The Federal Communications Commission has lowered the boom on conspiracy theorist Alex Jones’ flagship radio station, which also was hit with a $15,000 fine that its owners are refusing to pay.
A lawsuit filed this week in US District Court in Austin, Texas, accuses Liberty Radio of operating at 90.1 FM without federal authority since at least 2013, according to the Austin American-Statesman.
In place of the pirate station’s offerings, religious programming aired on the frequency Wednesday.
The station, which stopped being transmitted over the air in December, has been streaming online and via a call-in “listen line,” a check of its website txlr.net showed.
FCC officials from Houston went to the Austin area to investigate 90.1 FM after the agency received a complaint, the newspaper reported, citing court documents.
Using high-tech equipment, the agents traced the signal to the Orchard Plaza apartments at 1127 and 1205 E. 52nd St. in East Austin, where the radio was being operated out of a maintenance or utility room.

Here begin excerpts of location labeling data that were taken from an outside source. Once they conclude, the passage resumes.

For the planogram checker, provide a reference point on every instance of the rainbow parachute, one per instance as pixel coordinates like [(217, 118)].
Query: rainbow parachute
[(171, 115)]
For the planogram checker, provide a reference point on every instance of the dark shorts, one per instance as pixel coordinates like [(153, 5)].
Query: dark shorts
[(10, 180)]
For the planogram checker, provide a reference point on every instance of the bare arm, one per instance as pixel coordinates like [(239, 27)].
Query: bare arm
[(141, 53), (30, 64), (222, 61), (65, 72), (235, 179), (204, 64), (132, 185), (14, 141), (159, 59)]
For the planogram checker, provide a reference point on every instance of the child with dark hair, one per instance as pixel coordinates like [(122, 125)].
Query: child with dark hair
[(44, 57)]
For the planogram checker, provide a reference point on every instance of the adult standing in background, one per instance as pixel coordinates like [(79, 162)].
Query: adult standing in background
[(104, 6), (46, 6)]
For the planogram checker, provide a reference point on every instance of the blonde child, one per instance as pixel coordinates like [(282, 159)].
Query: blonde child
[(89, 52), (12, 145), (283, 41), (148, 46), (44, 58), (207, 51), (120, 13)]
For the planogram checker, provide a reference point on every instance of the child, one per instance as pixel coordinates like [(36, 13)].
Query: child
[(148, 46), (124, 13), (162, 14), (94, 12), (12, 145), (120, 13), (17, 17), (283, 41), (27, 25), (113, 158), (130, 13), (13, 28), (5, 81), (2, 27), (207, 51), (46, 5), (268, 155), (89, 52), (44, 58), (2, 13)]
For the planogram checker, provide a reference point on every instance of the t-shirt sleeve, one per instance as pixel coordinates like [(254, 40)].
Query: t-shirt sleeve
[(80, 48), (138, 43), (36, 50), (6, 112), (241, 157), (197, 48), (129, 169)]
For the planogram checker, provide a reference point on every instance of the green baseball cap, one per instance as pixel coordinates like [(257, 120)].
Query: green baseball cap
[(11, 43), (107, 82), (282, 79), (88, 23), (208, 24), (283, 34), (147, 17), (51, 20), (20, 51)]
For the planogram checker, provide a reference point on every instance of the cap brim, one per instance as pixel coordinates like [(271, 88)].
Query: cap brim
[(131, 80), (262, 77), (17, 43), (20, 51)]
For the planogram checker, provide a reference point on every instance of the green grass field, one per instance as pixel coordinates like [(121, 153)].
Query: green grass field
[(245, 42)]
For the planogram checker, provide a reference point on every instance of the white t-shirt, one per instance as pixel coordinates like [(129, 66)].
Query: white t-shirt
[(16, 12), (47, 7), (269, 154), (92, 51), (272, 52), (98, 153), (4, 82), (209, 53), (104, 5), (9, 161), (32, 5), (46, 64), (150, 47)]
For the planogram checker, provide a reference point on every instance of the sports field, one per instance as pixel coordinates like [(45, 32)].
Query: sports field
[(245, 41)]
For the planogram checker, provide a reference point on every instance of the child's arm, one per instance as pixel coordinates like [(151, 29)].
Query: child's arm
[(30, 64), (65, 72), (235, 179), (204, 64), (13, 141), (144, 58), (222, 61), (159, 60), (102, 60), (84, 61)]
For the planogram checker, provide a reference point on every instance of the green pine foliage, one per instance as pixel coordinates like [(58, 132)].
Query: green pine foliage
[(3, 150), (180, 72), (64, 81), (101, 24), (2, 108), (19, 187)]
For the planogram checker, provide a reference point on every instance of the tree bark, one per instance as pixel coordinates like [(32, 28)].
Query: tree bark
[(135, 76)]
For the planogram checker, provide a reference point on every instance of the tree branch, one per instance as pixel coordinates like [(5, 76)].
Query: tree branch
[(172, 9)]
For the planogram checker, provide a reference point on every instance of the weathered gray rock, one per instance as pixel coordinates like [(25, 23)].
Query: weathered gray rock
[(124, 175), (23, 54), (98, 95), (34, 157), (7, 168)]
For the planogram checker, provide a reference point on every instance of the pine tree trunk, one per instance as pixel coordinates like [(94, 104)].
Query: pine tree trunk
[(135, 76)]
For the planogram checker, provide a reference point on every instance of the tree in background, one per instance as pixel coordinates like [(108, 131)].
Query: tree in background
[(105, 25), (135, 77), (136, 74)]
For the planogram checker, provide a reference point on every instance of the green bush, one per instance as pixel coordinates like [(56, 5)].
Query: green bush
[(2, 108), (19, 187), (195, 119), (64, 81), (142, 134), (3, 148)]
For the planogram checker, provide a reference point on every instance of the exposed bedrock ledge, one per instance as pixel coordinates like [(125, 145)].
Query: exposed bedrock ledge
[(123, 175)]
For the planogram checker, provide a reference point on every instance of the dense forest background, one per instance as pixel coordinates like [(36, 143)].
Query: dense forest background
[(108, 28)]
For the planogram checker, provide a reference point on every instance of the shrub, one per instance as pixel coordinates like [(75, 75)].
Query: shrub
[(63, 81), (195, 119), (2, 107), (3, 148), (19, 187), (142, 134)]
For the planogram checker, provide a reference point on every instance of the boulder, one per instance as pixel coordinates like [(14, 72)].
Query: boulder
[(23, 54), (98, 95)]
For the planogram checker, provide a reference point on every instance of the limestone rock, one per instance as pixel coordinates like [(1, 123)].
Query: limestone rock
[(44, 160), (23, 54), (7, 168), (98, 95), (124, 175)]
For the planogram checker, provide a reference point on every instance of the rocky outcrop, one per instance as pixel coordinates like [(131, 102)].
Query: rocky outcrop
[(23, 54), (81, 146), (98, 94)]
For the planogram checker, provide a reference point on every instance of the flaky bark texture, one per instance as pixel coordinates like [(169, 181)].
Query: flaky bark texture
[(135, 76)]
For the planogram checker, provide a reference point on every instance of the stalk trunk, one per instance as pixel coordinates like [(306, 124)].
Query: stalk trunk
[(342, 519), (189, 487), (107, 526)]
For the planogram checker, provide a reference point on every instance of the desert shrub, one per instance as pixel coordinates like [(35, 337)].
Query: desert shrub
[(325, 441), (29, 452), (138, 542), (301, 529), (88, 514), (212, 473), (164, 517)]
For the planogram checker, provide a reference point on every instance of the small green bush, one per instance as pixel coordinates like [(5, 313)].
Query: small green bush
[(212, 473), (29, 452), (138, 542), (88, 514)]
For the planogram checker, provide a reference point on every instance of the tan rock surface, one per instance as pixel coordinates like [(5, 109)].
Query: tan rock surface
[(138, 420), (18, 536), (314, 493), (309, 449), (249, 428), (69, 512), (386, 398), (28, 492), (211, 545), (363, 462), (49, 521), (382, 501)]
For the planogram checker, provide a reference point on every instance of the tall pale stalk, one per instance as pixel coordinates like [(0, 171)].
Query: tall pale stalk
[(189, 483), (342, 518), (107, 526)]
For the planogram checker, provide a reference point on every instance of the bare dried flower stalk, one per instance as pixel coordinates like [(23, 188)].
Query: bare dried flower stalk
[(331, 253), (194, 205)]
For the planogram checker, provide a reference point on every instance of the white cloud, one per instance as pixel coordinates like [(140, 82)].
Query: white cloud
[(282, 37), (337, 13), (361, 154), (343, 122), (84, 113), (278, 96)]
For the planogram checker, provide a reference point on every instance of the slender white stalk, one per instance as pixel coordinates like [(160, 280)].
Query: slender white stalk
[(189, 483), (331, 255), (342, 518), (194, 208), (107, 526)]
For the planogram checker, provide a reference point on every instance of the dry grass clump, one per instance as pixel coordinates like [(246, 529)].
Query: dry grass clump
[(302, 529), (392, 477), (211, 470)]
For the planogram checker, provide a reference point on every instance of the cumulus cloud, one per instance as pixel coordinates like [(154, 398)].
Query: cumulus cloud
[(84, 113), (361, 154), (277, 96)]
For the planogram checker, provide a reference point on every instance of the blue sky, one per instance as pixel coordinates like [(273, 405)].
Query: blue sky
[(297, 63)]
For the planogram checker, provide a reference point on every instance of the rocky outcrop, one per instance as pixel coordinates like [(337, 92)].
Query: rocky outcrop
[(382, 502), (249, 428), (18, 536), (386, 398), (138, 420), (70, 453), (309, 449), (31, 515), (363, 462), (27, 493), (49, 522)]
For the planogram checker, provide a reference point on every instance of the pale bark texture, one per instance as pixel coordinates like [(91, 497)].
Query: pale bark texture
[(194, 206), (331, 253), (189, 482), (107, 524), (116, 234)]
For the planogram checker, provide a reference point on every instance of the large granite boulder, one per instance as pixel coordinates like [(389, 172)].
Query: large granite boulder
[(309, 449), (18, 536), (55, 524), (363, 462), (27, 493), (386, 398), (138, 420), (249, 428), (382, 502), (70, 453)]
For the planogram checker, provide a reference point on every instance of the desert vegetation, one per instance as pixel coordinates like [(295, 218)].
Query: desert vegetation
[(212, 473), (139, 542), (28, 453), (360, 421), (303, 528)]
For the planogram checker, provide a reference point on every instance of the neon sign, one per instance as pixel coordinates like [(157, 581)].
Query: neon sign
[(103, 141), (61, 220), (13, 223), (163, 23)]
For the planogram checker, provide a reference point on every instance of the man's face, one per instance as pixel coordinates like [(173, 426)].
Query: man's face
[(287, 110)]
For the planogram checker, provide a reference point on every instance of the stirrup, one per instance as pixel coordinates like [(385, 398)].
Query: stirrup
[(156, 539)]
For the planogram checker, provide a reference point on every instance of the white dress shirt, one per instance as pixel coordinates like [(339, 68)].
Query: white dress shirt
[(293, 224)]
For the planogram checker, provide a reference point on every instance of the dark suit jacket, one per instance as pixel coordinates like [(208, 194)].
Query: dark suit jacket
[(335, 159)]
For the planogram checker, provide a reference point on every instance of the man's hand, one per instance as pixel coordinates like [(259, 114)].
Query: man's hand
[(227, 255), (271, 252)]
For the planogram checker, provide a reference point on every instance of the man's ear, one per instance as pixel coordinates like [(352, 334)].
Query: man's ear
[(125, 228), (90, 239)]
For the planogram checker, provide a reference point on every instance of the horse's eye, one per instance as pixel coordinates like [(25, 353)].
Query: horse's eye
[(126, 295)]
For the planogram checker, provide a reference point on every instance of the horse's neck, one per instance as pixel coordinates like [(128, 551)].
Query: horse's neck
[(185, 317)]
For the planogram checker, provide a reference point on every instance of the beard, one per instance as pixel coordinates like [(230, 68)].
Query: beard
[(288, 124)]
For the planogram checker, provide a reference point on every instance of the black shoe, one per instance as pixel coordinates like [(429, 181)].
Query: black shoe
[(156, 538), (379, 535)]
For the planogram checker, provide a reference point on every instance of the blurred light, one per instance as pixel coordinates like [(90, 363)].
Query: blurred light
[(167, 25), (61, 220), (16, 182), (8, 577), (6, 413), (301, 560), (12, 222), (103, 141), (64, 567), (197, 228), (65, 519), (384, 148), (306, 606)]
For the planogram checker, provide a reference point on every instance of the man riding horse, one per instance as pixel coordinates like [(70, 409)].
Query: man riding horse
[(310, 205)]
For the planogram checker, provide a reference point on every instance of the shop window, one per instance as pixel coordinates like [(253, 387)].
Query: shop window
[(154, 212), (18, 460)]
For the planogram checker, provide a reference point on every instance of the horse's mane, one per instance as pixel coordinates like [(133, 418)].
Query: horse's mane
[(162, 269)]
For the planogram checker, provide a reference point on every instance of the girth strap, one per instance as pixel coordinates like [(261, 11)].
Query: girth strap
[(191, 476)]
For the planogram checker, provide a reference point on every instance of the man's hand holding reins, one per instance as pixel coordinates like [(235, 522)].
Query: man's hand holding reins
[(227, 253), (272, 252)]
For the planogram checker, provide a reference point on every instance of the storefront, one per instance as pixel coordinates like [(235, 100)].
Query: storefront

Until late last year, the complex — subject of several city nuisance violations — had been owned by an entity linked to Walter Olenick and M. Rae Nadler-Olenick, who are listed as the two defendants in the federal lawsuit over Liberty Radio, according to records.
According to a letter the FCC entered as an exhibit in the lawsuit, the Olenicks refused to pay the fine or recognize the agency’s authority, saying they would consider its agents as trespassers if they return.
A message the Associated Press left with the Olenicks wasn’t returned.